Die britische Tageszeitung „The Observer“ hat jüngst eine Liste der „50 wichtigsten neuen Radikalen“ der Insel veröffentlicht. Aufgeführt werden dort Personen und Projekte, die mit ihrem sozialen und politischen Engagement „auf radikale und kreative Weise“ wesentlich zur Verbesserung der Lebensqualität im Lande beitragen. Die Nummer 1 ist ein Unternehmen namens 3Space, das verlassene Gewerbeimmobilien übernimmt und sie kostenlos Initiativen und gemeinnützigen Organisationen für zeitlich begrenzte Vorhaben zur Verfügung stellt. Auf Platz 38 steht Pam Warhust aus der nordenglischen Kleinstadt Todmorden. Sie und ihre MitstreiterInnen haben die Gemeinde mit ihrem Projekt „Incredible Edible“ (entspricht „unvergessbar essbar“) in einen einzigen Gemüse-, Obst- und Kräutergarten verwandelt. Sogar auf einem Teil des örtlichen Friedhofs wachsen Möhren, Bohnen und Mangold. Wenn die Zeit reif ist, kann sich jeder gratis bedienen und sich nehmen, was ihm oder ihr schmeckt. Nach etwas zögerlichem Start ist „Incredible Edible“ im vierten Jahr nicht nur ein wesentlicher Faktor geworden, was die lokale Versorgung mit frischem Gemüse betrifft. Auch das Gemeindeleben hat sich zum Besseren gewandelt, dazu ist im Umland der Anteil der biologischen Landwirtschaft stark gewachsen.

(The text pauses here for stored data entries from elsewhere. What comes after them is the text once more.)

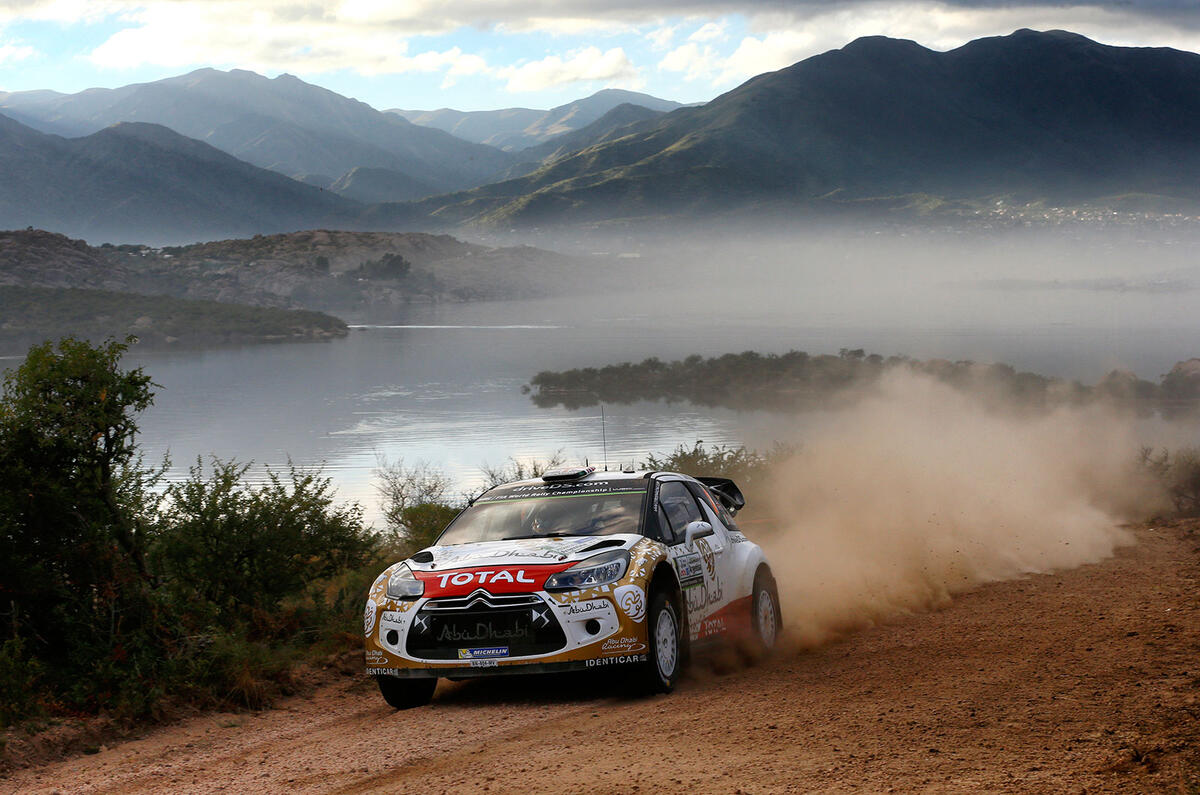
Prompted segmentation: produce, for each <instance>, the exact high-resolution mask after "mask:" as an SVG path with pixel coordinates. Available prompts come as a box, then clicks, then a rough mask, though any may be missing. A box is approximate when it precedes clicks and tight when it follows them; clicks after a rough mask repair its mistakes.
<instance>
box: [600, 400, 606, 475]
mask: <svg viewBox="0 0 1200 795" xmlns="http://www.w3.org/2000/svg"><path fill="white" fill-rule="evenodd" d="M600 440H601V443H602V444H604V471H605V472H607V471H608V431H607V430H606V429H605V423H604V404H600Z"/></svg>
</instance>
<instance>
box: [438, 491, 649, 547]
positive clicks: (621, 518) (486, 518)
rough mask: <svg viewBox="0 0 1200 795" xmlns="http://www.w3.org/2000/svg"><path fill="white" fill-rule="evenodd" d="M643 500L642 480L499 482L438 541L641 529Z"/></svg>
mask: <svg viewBox="0 0 1200 795" xmlns="http://www.w3.org/2000/svg"><path fill="white" fill-rule="evenodd" d="M644 500H646V483H644V482H638V480H632V482H607V480H601V482H588V483H552V484H551V483H547V484H527V485H511V486H499V488H497V489H492V490H491V491H487V492H486V494H484V495H482V496H481V497H479V498H478V500H476V501H475V502H474V504H472V506H470V507H469V508H467V509H466V510H463V512H462V513H461V514H458V516H457V518H456V519H455V520H454V521H452V522H450V526H449V527H446V528H445V532H443V533H442V536H440V538H438V544H439V545H443V546H445V545H449V544H470V543H474V542H494V540H505V539H511V538H545V537H551V536H612V534H614V533H638V532H641V525H642V506H643V502H644Z"/></svg>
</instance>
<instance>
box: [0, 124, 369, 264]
mask: <svg viewBox="0 0 1200 795" xmlns="http://www.w3.org/2000/svg"><path fill="white" fill-rule="evenodd" d="M0 174H4V175H5V178H4V179H2V180H0V228H20V227H26V226H31V227H42V228H49V229H54V231H58V232H64V233H67V234H71V235H79V237H88V238H91V239H100V240H104V239H108V240H118V241H120V240H128V239H139V240H146V241H163V240H179V239H193V240H194V239H198V238H205V237H214V235H218V234H224V235H230V234H257V233H263V232H278V231H289V229H296V228H305V227H313V226H337V225H340V223H349V222H353V220H354V217H355V215H356V213H358V211H359V205H358V204H356V203H355V202H350V201H348V199H343V198H341V197H340V196H336V195H334V193H330V192H328V191H322V190H319V189H317V187H311V186H308V185H302V184H300V183H298V181H295V180H292V179H288V178H287V177H283V175H282V174H277V173H275V172H271V171H266V169H263V168H257V167H254V166H251V165H248V163H245V162H242V161H240V160H236V159H235V157H232V156H229V155H227V154H224V153H222V151H220V150H217V149H214V148H212V147H210V145H208V144H204V143H200V142H198V141H192V139H191V138H185V137H184V136H180V135H178V133H175V132H172V131H170V130H168V128H166V127H162V126H158V125H151V124H119V125H114V126H112V127H108V128H106V130H102V131H100V132H97V133H94V135H90V136H85V137H83V138H60V137H58V136H49V135H44V133H41V132H37V131H36V130H31V128H30V127H26V126H24V125H20V124H18V122H16V121H13V120H11V119H8V118H6V116H2V115H0Z"/></svg>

100 verschiedene Tomatensorten
Inzwischen hat die Idee der „Essbaren Stadt“ auch anderswo Nachahmer gefunden – auf der Insel selbst, aber auch in Heidelberg oder Tübingen, in Minden, Zürich und Wien. Oder im nahen Andernach am Rhein. Dort werden seit 2010 von der Gemeinde regelmäßig öffentliche Grünflächen mit Gemüse für jedermann statt mit Zierpflanzen bestückt. Dank der „nachhaltigen Grünraumgestaltung“ konnte man im letzten Jahr unter 100 verschiedenen Tomatensorten wählen. Inzwischen ist auch ein Obstgarten eingerichtet, der neben hiesigen Sorten auch mit Bitterorangen, Feigen und Kaki experimentiert. Neueste Attraktion: acht Hühner der Rasse „Rodeländer“, die sich tagsüber im Schlossgarten frei bewegen. „Mit den Hühnern erhöhen wir die Attraktivität und die Lebendigkeit der Essbaren Stadt“, freut sich Oberbürgermeister Achim Hütten. Überlegt wird, ob weitere Tiere angesiedelt werden können. Auch sonst ist man am Thema: Der größte kommunale Permakultur-Garten liegt in Andernach. Permakultur umfasst sowohl die Kultivierung des Bodens unter Berücksichtigung natürlicher Kreisläufe und ökologischer Prinzipien als auch ein entsprechendes Vorgehen bei der Landschaftsplanung, der Energieversorgung oder der Ausrichtung der sozialen Infrastruktur. Dazu steht auch die internationale Vernetzung auf dem Programm. Eben ist der Kongress „Urban Green Card – die Essbare Stadt Andernach“ zu Ende gegangen, der sich mit den Potenzialen der Urbanen Landwirtschaft auseinandersetzte. Ein ganz aktuelles Thema dabei: „Wie können innovative Maßnahmen im öffentlichen Raum in die meist angespannten Haushaltssituationen eingepasst werden?“.